Explaining details of the notice, Taiwo Oyedele, Head of Tax & Regulatory Services at PwC Nigeria and West Africa said interest benefit to be deemed at MPR -3 per cent, means 11percent (currently MPR at 14 per cent – 3 per cent = 11per cent).
“If the interest rate charged is up to or higher than the adjusted MPR, then there will be no taxable BIK. The MPR is currently 14per cent, this means any employee loan granted by the employer below 11per cent per annum will be subject to BIK tax,” he stated.
Historically, no benefit tax is imposed on interest free loan or loan granted at below commercial interest rate between the employer and the employee.

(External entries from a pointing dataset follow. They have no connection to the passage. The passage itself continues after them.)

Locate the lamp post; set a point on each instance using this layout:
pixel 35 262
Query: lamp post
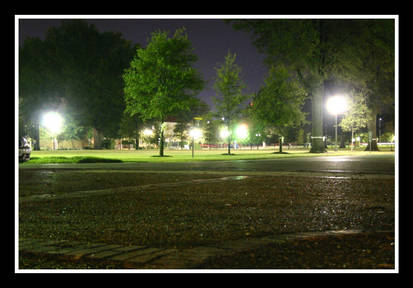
pixel 195 133
pixel 335 105
pixel 53 122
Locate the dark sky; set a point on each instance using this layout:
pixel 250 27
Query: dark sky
pixel 211 40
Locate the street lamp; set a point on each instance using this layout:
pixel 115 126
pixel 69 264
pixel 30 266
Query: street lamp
pixel 195 133
pixel 53 123
pixel 335 105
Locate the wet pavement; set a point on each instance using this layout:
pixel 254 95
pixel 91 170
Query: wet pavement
pixel 366 164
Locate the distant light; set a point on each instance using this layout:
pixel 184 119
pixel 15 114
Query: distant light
pixel 224 133
pixel 195 133
pixel 53 122
pixel 337 104
pixel 242 131
pixel 147 132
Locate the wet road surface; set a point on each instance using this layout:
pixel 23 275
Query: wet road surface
pixel 366 164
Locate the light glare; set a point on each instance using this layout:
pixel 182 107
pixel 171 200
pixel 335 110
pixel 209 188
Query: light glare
pixel 242 131
pixel 224 133
pixel 195 133
pixel 337 104
pixel 53 122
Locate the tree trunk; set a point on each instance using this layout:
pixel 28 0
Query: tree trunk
pixel 371 125
pixel 37 137
pixel 281 144
pixel 317 144
pixel 229 145
pixel 161 144
pixel 97 139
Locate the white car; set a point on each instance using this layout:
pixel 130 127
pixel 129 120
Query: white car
pixel 24 149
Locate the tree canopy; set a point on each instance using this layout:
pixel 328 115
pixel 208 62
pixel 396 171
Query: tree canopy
pixel 161 80
pixel 228 87
pixel 279 102
pixel 77 70
pixel 322 49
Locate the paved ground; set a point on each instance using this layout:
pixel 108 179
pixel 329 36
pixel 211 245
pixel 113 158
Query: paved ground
pixel 157 258
pixel 141 257
pixel 375 164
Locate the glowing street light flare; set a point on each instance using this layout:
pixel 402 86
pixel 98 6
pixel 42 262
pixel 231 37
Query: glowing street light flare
pixel 53 122
pixel 335 105
pixel 224 133
pixel 147 132
pixel 242 131
pixel 195 133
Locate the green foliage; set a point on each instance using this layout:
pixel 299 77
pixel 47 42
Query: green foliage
pixel 78 70
pixel 355 118
pixel 228 87
pixel 161 80
pixel 278 104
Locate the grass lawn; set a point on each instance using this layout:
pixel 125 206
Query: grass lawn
pixel 96 156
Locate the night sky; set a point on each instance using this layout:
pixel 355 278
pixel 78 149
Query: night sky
pixel 211 40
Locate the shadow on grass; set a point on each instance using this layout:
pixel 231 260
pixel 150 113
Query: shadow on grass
pixel 159 156
pixel 76 159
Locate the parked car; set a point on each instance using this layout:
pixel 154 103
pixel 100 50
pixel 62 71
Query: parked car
pixel 24 149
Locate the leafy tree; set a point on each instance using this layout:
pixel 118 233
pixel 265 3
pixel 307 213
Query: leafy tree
pixel 278 104
pixel 181 131
pixel 130 128
pixel 78 70
pixel 228 86
pixel 37 90
pixel 320 49
pixel 161 80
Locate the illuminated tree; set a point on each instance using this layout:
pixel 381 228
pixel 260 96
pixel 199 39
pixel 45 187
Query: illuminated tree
pixel 228 86
pixel 278 104
pixel 161 81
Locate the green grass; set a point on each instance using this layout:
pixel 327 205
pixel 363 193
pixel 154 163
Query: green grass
pixel 73 159
pixel 116 156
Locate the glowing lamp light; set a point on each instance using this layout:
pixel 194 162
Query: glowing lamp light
pixel 242 131
pixel 53 122
pixel 224 133
pixel 195 133
pixel 337 104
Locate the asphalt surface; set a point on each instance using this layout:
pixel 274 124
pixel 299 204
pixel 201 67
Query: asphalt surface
pixel 366 164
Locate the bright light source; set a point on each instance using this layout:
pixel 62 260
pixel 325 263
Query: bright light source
pixel 53 122
pixel 337 104
pixel 147 132
pixel 242 131
pixel 224 133
pixel 195 133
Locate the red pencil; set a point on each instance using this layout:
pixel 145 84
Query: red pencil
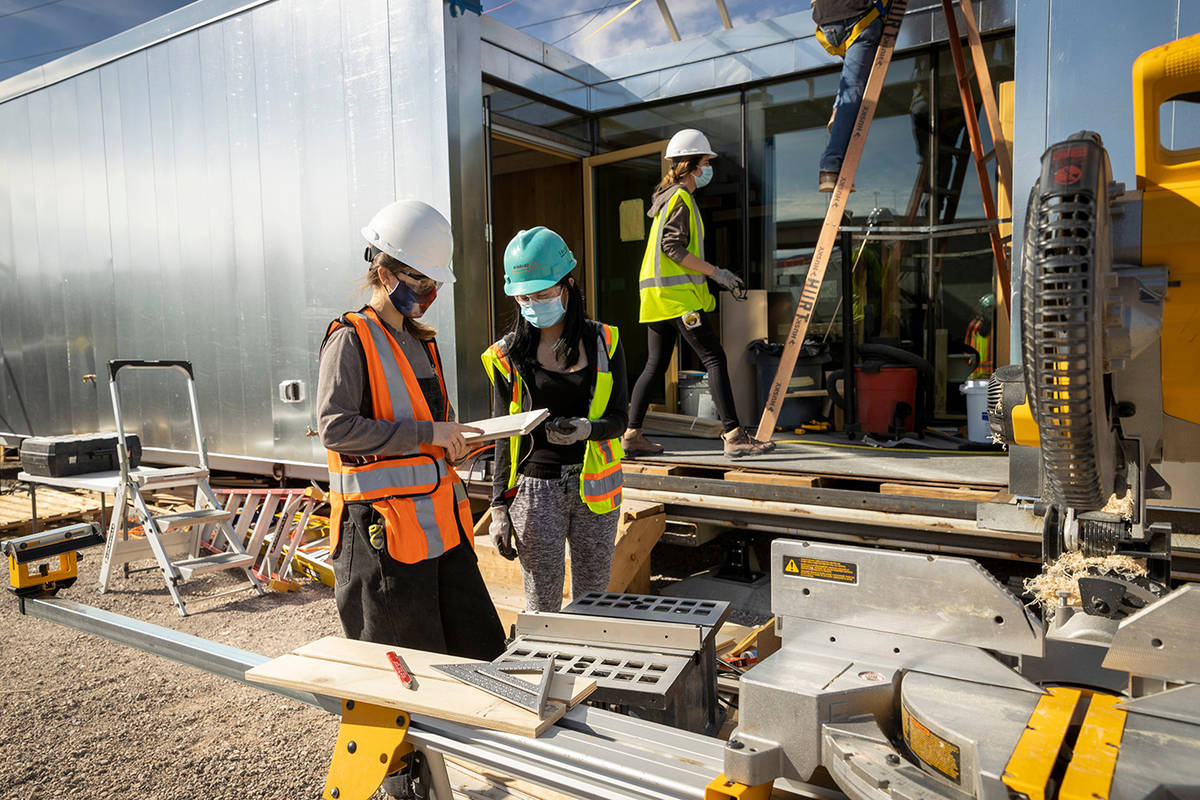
pixel 401 668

According to him, the BIK assessment is to be done at the point of repayment of the loan, which could be monthly, annual or other periodic basis.
The LIRS directive is applicable to all employee loans and loans to directors of a company even after the relationship between them and the company is terminated until such loan amount is fully repaid. No reference was made to present value or discounting.
LIRS also requires that employers file details of employee loans and the payment terms along with their annual employer Pay-As-You-Earn (PAYE) returns.
According to Oyedele, while the basis of determining the taxable benefit may be debatable, it is clear that a benefit arises when a loan is granted to an employee at below commercial interest rates.
As a result, he added, the LIRS Notice will help reduce the uncertainty regarding taxation of employee loans.
He however recommended that the LIRS should take further steps to seek specific amendments to the law to clearly specify the basis and manner of determining the taxable benefit. It may also be useful to provide a tax exemption threshold by amount and tenor to avoid significant administrative cost to employers, said Oyedele.
Given that this is a change in past practice of the LIRS, the tax expert further suggested that a cut-off point and transition period should be provided.